May 2010 Vol. 65 No. 5

Alaska construction jobs on rise, other states bleak

FCC submits broadband changes to Congress
The Federal Communications Commission submitted its National Broadband plan to Congress in March. The plan calls for at least 100 million U.S. homes to have access to affordable broadband at 100-megabits-per-second (mbps) download speeds over the next decade. The FCC also wants at least 4 mbps in actual download speeds to be universally available, and 500-megahertz worth of free broadcast spectrum to be used for mobile broadband.

Last fall, Congress directed the FCC to develop a plan to make affordable broadband nationwide and at faster speeds, and make it available to the one-third of the country still without broadband access today.

As part of paying to reach such goals, the FCC suggests redirecting the “Universal Service Fund” fees that phone users currently pay to subsidize telecom service in high-cost rural areas.

The broadband plan proposes making those fees — $4.6 billion a year — part of a $15 billion annual “Connect America Fund” promoting expanded broadband.

Aurora planning 20-year sewer improvement
Over the next 20 years, Aurora, IL, plans to spend an estimated $151 million to continue improvement of its combined sewer systems.
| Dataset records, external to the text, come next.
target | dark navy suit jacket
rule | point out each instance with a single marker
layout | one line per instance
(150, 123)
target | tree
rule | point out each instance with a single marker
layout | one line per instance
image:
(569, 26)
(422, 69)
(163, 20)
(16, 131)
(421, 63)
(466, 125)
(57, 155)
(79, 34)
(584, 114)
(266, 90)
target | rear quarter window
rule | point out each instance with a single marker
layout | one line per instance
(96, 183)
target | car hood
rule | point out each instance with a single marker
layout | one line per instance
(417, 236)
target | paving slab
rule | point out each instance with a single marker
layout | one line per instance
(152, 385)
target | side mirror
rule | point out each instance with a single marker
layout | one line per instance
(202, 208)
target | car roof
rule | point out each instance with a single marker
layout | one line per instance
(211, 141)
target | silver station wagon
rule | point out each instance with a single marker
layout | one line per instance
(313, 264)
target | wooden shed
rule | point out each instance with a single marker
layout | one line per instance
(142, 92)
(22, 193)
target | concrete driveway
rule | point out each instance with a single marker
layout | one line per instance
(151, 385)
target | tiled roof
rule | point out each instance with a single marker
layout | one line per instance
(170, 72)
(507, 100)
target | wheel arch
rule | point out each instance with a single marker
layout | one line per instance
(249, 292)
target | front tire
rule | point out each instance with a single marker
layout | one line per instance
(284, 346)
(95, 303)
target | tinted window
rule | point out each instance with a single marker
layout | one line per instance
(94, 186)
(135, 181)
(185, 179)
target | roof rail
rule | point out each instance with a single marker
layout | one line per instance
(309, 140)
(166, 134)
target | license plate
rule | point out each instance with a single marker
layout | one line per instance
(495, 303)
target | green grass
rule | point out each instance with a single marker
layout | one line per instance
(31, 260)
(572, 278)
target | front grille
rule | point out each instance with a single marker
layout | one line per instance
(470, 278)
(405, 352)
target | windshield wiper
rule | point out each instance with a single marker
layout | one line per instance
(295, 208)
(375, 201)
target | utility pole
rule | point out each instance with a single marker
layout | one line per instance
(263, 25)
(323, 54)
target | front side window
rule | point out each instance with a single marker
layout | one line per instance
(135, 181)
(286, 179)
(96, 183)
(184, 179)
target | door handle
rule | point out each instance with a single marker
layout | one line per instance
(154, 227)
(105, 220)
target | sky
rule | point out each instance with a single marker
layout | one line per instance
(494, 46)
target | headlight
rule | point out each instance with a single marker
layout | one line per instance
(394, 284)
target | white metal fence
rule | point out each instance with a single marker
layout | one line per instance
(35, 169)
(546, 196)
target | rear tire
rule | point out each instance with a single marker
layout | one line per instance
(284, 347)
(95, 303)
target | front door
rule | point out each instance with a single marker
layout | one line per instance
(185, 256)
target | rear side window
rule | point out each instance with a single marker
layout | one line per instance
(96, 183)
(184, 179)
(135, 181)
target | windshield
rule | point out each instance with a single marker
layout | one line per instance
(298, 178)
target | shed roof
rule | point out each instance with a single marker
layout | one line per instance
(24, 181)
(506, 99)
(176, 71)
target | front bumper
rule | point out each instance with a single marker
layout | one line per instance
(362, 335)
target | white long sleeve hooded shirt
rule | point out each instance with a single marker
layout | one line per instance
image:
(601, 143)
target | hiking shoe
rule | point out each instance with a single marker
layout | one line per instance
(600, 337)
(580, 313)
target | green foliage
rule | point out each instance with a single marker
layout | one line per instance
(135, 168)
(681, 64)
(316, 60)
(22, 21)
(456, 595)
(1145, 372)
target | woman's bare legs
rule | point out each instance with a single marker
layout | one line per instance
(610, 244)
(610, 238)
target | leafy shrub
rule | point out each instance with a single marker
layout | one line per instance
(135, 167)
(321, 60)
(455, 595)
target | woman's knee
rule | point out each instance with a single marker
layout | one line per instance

Aurora's sewer system dates back to the late 1800s, and at the time, it was common practice to install one large pipe for sewage and rainwater. But during heavy rain (or snowmelt), those pipes can fill up, backing up into basements, and into the Fox River and Indian Creek.

The city has spent more than $200 million to address these issues, mainly by de-combining the sewers. The work involves removing the single pipe and replacing it with two, one for sewage and one for stormwater. The city council approved the first de-combination plan in 1994.

Since then, the U.S. Environmental Protection Agency has been working with Aurora (and about 770 other communities across the nation) to bring them in line with federal clean water laws.